Core Utils for Mass Spectrometry Data

https://rformassspectrometry.github.io/MsCoreUtils/

16 stars 11 forks source link

MLE for proteomics data imputation #109

Open ginnyintifa opened 1 year ago

ginnyintifa commented 1 year ago

Dear Team,

MLE is one of the imputation options, which calls the em.norm and imp.normfunctions from the norm package. And implemented by Margin ==2 .

I think Margin ==2 is a reasonable setting since the p*n original data matrix (features in rows and samples in columns) would be transposed before sending to the EM algorithm. Therefore when doing EM each feature would be the actual genes/proteins/peptides.

But the issue is proteomics data is always p>>n. We would have ~20000 proteins and a dozen of samples in TMT global proteome data set for example. Then with as good number of features, EM algorithm is so expensive.

I am trying this data set (10k * 24) with the impute_mle function and haven't got any results yet.

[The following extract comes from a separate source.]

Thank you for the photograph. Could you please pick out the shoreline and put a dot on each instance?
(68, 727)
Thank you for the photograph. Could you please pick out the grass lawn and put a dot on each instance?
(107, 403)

dtmt = fread("ccRCC_prot_abundance_MD_3plex.tsv",
          stringsAsFactors = F, data.table = F)
dd = as.matrix(dtmt[,-c(1:5)])
dtmt_res = MsCoreUtils::impute_mle(dd)

Do you have any insights on this issue?

Thank you very much!

lgatto commented 1 year ago

I don't have any suggestion in terms of speeding up the underlying implementation. You could possibly try to split your data in chunks and parallelise the imputation.
There's also impute_mle2() function (see #100). I'll update the documentation, as I now see that it isn't explicitly mentioned in the MLE imputation paragraph.
Setting MARGIN == 2 imputes along the columns. If you want to impute along the features, you need to set it to 1. If you see a different behaviour, it's a bug and please do let me know. The discussion about the margins is actually more involved, I think, and will also depend on downstream applications.
As for imputation in general, I do think it's not straightforward, and my advice would be to (1) filter features that have too many missing values and (2) not to impute, unless you have to.

lgatto commented 1 year ago

By the way, if you are processing quantitative proteomics data, I highly advise to consider giving the QFeatures package a go.

hsiaoyi0504 commented 2 days ago

@lgatto Is there any recent change of MLE? We are actually in a class using imputation from MSnbase. What we noticed is that it looks like something change from versions and the data takes forever to be imputed using MLE.

lgatto commented 2 days ago

@hsiaoyi0504 - there have been changes in the past, such as adding support for the norm2 package (about 2 years ago), and then dropping it again last year because it was removed from CRAN. About 2 years ago, we also added a MARGIN argument that defines if rows or columns-wise imputation should be done.